EVALUATION OF GENETICALLY ENGINEERED CATTLE AND REFINING TECHNIQUES FOR PRODUCING THEM
Location: Animal Biosciences and Biotechnology Laboratory
Title: Dopamine transporter-dependent and -independent striatal binding of the benztropine analog JHW 007, a cocaine antagonist with low abuse liability
| Kopajtic, Theresa - |
| Liu, Yi - |
| Surratt, Christopher - |
| Newman, Amy - |
| Katz, Jonathan - |
Submitted to: Journal of Pharmacology and Experimental Therapeutics
Publication Type: Peer Reviewed Journal
Publication Acceptance Date: October 20, 2010
Publication Date: December 20, 2010
Citation: Kopajtic, T.A., Liu, Y., Surratt, C.K., Donovan, D.M., Newman, A.H., Katz, J.L. 2010. Dopamine transporter-dependent and -independent striatal binding of the benztropine analog JHW 007, a cocaine antagonist with low abuse liability. Journal of Pharmacology and Experimental Therapeutics. 335(3):703-714.
Interpretive Summary: Problem: Cocaine abuse is a growing concern world-wide. It is difficult to identify treatments for cocaine abuse, e.g. inhibitors of cocaine binding, that are not stimulatory (and potentially conferring a high abuse liability). Understanding the binding characteristics of cocaine inhibitors might help elucidate the binding mechanism of not just the inhibitor but also cocaine, and might reveal potential secondary sites that could confer the antagonistic effect on cocaine binding.
Accomplishments: A compound JHW 007 has been developed that is a candidate treatment for cocaine abuse, it has a high affinity for the the cocaine binding site in the brain (dopamine transporter; DAT). Unlike typical DAT ligands, has relatively low abuse liability and blocks effects of cocaine, including its self-administration. This work describes the binding characteristics of JHW007 in tissues from wild type and DAT knockout rodent brains are described.

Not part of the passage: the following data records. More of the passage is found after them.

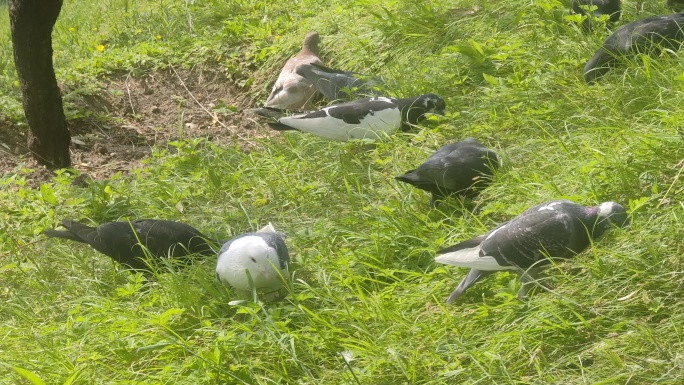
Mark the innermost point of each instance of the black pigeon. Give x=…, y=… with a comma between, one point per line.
x=556, y=229
x=364, y=118
x=462, y=168
x=122, y=240
x=602, y=7
x=645, y=35
x=340, y=85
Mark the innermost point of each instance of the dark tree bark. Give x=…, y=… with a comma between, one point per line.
x=31, y=22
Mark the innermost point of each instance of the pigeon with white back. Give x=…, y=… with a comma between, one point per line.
x=290, y=90
x=258, y=260
x=123, y=241
x=368, y=118
x=642, y=36
x=552, y=230
x=462, y=168
x=339, y=85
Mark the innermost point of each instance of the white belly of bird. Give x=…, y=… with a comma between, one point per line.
x=471, y=258
x=372, y=126
x=250, y=255
x=263, y=278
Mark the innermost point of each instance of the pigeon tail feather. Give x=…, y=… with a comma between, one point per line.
x=469, y=280
x=281, y=127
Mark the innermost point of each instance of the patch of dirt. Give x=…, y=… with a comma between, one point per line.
x=119, y=126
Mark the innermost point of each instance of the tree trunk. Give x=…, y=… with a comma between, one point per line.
x=31, y=23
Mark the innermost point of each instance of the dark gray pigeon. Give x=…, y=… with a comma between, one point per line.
x=644, y=36
x=259, y=259
x=122, y=240
x=556, y=229
x=340, y=85
x=600, y=8
x=463, y=168
x=675, y=4
x=368, y=118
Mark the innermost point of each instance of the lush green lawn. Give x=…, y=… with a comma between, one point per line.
x=364, y=283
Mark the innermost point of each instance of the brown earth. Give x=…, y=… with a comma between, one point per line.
x=119, y=125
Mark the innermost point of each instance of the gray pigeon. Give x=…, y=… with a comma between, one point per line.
x=463, y=168
x=556, y=230
x=340, y=85
x=364, y=118
x=254, y=260
x=645, y=35
x=122, y=240
x=602, y=7
x=675, y=4
x=290, y=90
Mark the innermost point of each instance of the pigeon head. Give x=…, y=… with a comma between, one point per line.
x=613, y=213
x=311, y=43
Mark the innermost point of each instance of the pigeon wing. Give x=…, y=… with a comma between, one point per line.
x=531, y=237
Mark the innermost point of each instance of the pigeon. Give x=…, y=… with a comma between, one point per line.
x=254, y=260
x=638, y=36
x=602, y=7
x=462, y=168
x=364, y=118
x=290, y=90
x=675, y=4
x=551, y=230
x=123, y=240
x=340, y=85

Contribution of Accomplishment to Solving the Problem:
The compound JHW007 shows promise as a candidate treatment for cocaine abuse. There are multiple [3H]JHW 007 binding sites obtained in brain tissue from mice lacking the DAT, suggesting these as yet unidentified sites might be potential contributors to the cocaine-antagonist effects of JHW 007. These findings indicate potential novel binding sites that may contribute to the antagonism of cocaine.
The benztropine analog JHW 007 displays high affinity for the dopamine transporter (DAT), but unlike typical DAT ligands, has relatively low abuse liability and blocks effects of cocaine,including its self-administration. To determine sites responsible for the cocaine-antagonist effects of JHW 007, its in vitro binding was compared to that of WIN 35,428 in rats, mice, and human DAT (hDAT)-transfected cells. A one-site model, with Kd values of 4.21 (rat) and 8.99 nM (mouse) best fit the [3H]WIN 35,428 data. [3H]JHW 007 binding best fit a two-site model (rat: 7.40/4400 nM; mouse: 8.18/2750 nM), although a one-site fit was observed with hDAT membranes (43.7 nM). Drugs selective for the norepinephrine and serotonin transporters had relatively low affinity in competition with [3H]JHW 007 binding. Pharmacological analysis excluded previously identified JHW 007 sites as contributing to its multiple-site binding. The association of [3H]WIN 35,428 best fit a one-phase model, whereas the association of [3H]JHW 007 best fit a two-phase model in all tissues. Because cocaine-antagonist effects of JHW 007 have been previously observed soon after injection, its rapid association observed here may contribute to those effects. Multiple [3H]JHW 007 binding sites were obtained in tissue from mice lacking the DAT, suggesting these as yet unidentified sites as potential contributors to the cocaine-antagonist effects of JHW 007. Unlike WIN 35,428, the binding of JHW 007 was Na+- independent. This feature of JHW 007 has been linked to the conformational status of the DAT, which in turn may contribute to the antagonism of cocaine.